De parte de los profesores, los arqueólogos, los cicerones y los anticuarios

 

Cada día que pasa tengo más claro que los secesionistas catalanes (no me refiero a los que mandan) no tienen ni idea de por qué quieren la secesión. Lo digo porque veo cómo cambian constantemente de argumento y pasan de lo social a lo económico, de lo político a lo jurídico, de lo sentimental a lo literario, de lo racial a lo teológico, casi sin solución de continuidad. Y lo hacen en cuanto les muestras los inconvenientes y los obstáculos, en cuanto preguntas qué interés concreto les mueve, qué conseguirán ellos, como individuos, que ya no tengan.

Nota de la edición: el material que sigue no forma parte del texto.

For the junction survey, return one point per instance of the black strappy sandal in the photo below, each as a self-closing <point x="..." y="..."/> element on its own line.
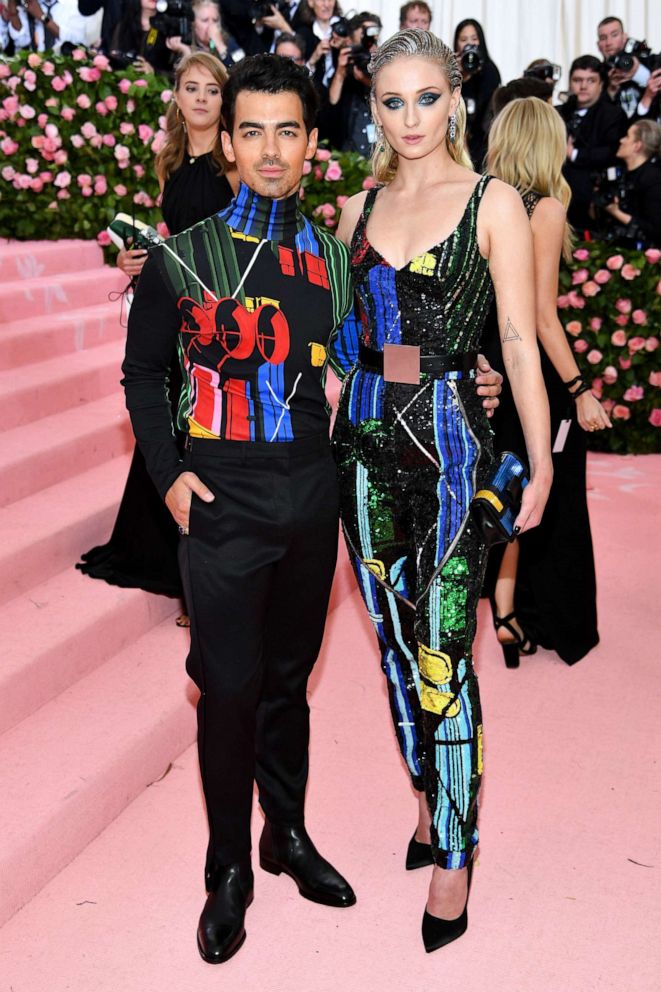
<point x="521" y="643"/>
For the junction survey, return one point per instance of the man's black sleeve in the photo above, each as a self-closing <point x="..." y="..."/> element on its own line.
<point x="154" y="323"/>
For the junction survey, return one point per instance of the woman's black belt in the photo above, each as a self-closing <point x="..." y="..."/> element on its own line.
<point x="432" y="364"/>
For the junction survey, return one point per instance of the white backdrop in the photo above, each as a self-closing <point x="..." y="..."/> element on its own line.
<point x="518" y="31"/>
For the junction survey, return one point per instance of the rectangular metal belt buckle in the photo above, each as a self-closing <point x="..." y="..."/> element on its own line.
<point x="401" y="363"/>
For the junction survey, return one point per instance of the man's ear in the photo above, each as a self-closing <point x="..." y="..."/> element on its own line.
<point x="312" y="143"/>
<point x="228" y="150"/>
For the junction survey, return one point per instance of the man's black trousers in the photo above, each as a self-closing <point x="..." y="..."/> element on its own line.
<point x="257" y="568"/>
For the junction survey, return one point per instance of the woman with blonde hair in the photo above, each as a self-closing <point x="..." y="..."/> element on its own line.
<point x="429" y="247"/>
<point x="542" y="587"/>
<point x="142" y="550"/>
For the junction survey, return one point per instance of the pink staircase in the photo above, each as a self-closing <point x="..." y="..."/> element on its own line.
<point x="94" y="700"/>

Yo creo que la idea les gusta. Es una idea, claro. No es una realidad. Nadie sabe cómo resultará si es que finalmente se produce. Cuánto costará a los que nos veamos afectados por ella, en su caso. Los más razonables admiten que, al menos transitoriamente, todos perderemos, pero aún así insisten en que es una gran idea. Un idea hermosa, de esas que te ilusionan, te hacen sonreír y abrazar al prójimo. No saben por qué (o, al menos, no he visto o leído ninguna explicación coherente), pero saben que es una idea excelente.

Tanto es así, que mucha gente contraria a la idea se ha puesto tierna. Creen que hay que recuperar a los que quieren marcharse, que hay que mostrarles cariño. Que hay que recordarles lo que nos une e incluso concederles cosas, ya que son especiales y hay que demostrárselo para que no se quieran ir. Más aún, incluso parece que, con baja intensidad, hay quien espera que les ofrezcamos «otra» idea ilusionante, basada en una especie de patriotismo español de nuevo cuño. Por lo que parece, el plan de estas personas para evitar esta catástrofe sin causa es que saquemos las banderas, nos pongamos a cantar a las mareas multicolores y polifónicas, nos manifestemos, nos demos la paz y nos hagamos regalos.

Qué infantil, aunque funcionase.

Tantas personas inteligentes renunciando a la razón.

Me van a perdonar. No me atraen las fanfarrias y los himnos, las manifestaciones geométricas, los símbolos colectivos. No me atraen las llamadas a la acción por la acción. A cambiar cosas sin saber para qué, solo porque muchos tienen urgencias vitales que no son capaces de explicar suficientemente.

Creo en algunas ideas porque me parecen buenas: en un sistema que sirva para que los hombres puedan ser libres, en el acceso universal a la cultura, en la igualdad de derechos, en un Estado que proteja a los débiles, en un Estado siempre bajo sospecha. Creo en la mediación de la ley, porque es el freno a las pasiones y a la tiranía de la masa. Creo que las naciones deberían desaparecer, pero que, mientras tanto, nuestra nación es occidente, y esa sí que es una buena idea, parida en el barro y alimentada con la sangre de millones de personas.

Todo lo que está sucediendo, esta histeria colectiva, me resulta ajena. Me asquea este plan que se basa en tratar a los individuos como a borregos. «Los hombres llorarán cuando no sean al menos un centenar» predijo Burckhardt y acertó. Y además, me repugna que debamos someternos a la mendacidad y al capricho por una cuestión de número.

Yo no creo que se deba hacer nada. Nada salvo aplicar la ley. Una y otra vez. Sin cansarnos. Puede que no sirva para nada. Que la marea infantil nos aplaste. Qué se le va a hacer.

Al menos, esa sí es una buena idea. Y yo sí puedo explicar por qué. Tengo cientos de años de explicaciones.